Rajabheema (or Raja Bheema) is a 2025 Indian Tamil language action thriller film directed by Naresh Sampath on his directorial debut with dialogues written by Karundhel Rajesh. The storyline of the film is based on the connection between a man and elephant. The film stars Arav and Ashima Narwal in the lead roles. The music for the film is composed by Simon K. King with lyrics penned by Madhan Karky. The film is produced by S. Mohan under the production banner Surbhi Films.

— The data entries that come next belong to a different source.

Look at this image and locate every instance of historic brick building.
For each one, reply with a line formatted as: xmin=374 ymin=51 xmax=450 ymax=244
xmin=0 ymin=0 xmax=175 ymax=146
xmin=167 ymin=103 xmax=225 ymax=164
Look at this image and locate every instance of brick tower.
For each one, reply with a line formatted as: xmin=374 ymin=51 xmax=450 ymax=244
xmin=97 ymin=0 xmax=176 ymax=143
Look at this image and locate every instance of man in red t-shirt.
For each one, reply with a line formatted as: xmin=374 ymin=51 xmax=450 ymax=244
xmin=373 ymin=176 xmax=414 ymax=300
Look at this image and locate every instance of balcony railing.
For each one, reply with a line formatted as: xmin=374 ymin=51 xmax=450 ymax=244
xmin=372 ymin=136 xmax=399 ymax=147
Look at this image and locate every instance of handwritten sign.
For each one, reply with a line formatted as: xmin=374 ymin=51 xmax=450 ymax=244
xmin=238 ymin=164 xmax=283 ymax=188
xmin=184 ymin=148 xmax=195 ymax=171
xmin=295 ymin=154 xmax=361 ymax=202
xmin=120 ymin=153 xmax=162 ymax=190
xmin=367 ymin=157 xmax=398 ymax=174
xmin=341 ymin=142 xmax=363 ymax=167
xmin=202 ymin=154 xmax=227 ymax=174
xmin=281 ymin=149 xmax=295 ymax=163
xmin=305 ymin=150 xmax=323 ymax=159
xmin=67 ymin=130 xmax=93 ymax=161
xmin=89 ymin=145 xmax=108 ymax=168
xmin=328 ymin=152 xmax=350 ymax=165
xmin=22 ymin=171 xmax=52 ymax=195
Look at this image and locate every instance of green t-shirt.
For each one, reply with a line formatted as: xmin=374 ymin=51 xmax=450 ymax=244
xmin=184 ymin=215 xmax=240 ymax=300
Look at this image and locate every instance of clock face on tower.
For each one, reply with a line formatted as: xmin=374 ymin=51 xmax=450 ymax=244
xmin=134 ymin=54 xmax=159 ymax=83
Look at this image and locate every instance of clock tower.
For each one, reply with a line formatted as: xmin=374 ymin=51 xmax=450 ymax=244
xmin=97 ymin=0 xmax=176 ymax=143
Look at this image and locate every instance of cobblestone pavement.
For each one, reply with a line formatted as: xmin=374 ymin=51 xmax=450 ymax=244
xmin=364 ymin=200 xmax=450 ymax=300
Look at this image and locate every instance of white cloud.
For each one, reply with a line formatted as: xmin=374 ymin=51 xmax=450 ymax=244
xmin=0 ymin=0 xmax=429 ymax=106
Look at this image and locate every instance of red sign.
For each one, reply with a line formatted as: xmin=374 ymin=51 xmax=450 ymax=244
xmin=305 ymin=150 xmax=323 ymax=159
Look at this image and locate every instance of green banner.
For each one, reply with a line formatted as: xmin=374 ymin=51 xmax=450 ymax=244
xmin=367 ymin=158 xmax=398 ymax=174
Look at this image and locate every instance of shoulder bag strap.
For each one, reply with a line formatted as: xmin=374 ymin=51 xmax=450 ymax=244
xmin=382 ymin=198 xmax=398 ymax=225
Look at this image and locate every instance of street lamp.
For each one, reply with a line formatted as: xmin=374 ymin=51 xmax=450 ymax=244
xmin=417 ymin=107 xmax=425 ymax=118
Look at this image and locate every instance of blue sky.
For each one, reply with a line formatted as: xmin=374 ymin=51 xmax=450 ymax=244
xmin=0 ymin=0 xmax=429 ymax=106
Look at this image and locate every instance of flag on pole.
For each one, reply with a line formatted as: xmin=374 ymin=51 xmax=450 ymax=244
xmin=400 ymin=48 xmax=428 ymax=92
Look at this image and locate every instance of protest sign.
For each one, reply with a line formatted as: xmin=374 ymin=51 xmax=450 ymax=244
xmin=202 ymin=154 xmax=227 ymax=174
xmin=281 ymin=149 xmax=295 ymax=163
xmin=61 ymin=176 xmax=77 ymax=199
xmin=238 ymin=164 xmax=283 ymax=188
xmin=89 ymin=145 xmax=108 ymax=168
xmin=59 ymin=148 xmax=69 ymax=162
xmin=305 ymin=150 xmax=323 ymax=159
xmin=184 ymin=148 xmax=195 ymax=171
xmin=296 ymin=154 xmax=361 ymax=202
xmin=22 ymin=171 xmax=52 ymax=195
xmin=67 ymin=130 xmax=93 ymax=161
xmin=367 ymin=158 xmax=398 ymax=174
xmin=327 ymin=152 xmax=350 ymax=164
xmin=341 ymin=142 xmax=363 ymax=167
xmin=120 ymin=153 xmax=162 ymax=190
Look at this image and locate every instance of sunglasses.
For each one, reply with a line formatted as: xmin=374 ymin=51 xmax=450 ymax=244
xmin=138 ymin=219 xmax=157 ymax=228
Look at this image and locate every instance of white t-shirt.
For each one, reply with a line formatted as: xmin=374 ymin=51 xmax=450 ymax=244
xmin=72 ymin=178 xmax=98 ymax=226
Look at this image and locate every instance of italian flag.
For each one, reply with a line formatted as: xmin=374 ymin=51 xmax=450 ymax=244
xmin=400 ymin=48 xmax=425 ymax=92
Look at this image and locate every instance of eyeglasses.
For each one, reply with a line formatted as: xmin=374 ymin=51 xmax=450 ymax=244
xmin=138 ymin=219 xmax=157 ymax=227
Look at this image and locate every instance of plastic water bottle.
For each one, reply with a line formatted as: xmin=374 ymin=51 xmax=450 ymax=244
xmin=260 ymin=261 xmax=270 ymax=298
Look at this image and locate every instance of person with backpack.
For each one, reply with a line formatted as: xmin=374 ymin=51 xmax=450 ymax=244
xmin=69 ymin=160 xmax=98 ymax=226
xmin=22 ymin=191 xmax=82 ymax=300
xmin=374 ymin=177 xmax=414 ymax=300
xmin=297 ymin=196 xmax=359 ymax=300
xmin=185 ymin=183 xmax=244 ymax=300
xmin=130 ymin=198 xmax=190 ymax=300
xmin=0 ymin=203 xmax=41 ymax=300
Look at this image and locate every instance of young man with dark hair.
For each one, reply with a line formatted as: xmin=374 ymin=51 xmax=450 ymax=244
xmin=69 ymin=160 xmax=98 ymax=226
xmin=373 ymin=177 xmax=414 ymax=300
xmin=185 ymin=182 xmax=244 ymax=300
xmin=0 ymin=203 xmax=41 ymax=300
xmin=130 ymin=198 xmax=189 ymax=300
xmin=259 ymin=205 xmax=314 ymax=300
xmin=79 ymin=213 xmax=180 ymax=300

The film was released on 31 January 2025 after having been delayed for over 8 years.

== Production ==
The film was announced by Naresh Sampath on his directorial debut in early 2018 and revealed that Arav would play the lead role for the first time in his career after taking part in Bigg Boss Tamil 1 (2017). It was also reported that Arav made his film debut as playback singer through this film as he voiced for one song. Ashima Narwal was approached to play the female lead in the film while she was poised to make her Tamil film debut Kolaigaran (2019).

The first schedule of the shooting procedure commenced and progressed in Pallakad. The second schedule of the film went on floors in around December 2018 in Pollachi and the final schedule of the film took place in Coimbatore during January 2019. Oviya, who is known for her speculations as Arav's girlfriend, also appeared in a cameo appearance and is set to feature in an item song. The shooting of the Luthu song featuring Oviya took place in around January 2019.

==Music==
The music was composed by Simon.K.King.

Track listing
| No. | Title | Singer(s) | Length |
|---|---|---|---|
| 1. | "Beeman" | Simon.K.King, Anthony dasan, Keerthana | 03:22 |
| 2. | "Ganesaa" | Simon.K.King, Chinnaponnu,Gowri Lakshmi | 03:13 |
| 3. | "Raani varra" | Simon.K.King,G.Vignesh | 04:31 |
| 4. | "Thooya" | Simon.K.King, Karthik, Keerthana | 04:26 |

== Release ==
Rajabheema was released in theatres on 31 January 2025.

== Reception ==
===Critical Response===

Abhinav Subramanian of The Times of India wrote rated the film two-and-a-half out of five stars and wrote, "Rajabheema stands as a sincere but routine wildlife drama. It successfully stokes empathy for its pachyderm players, keeping its feet firmly on the ground rather than attempting to soar". A writer from News Today wrote, "The movie stays grounded in its primary theme, offering a coherent and engaging narrative from start to finish".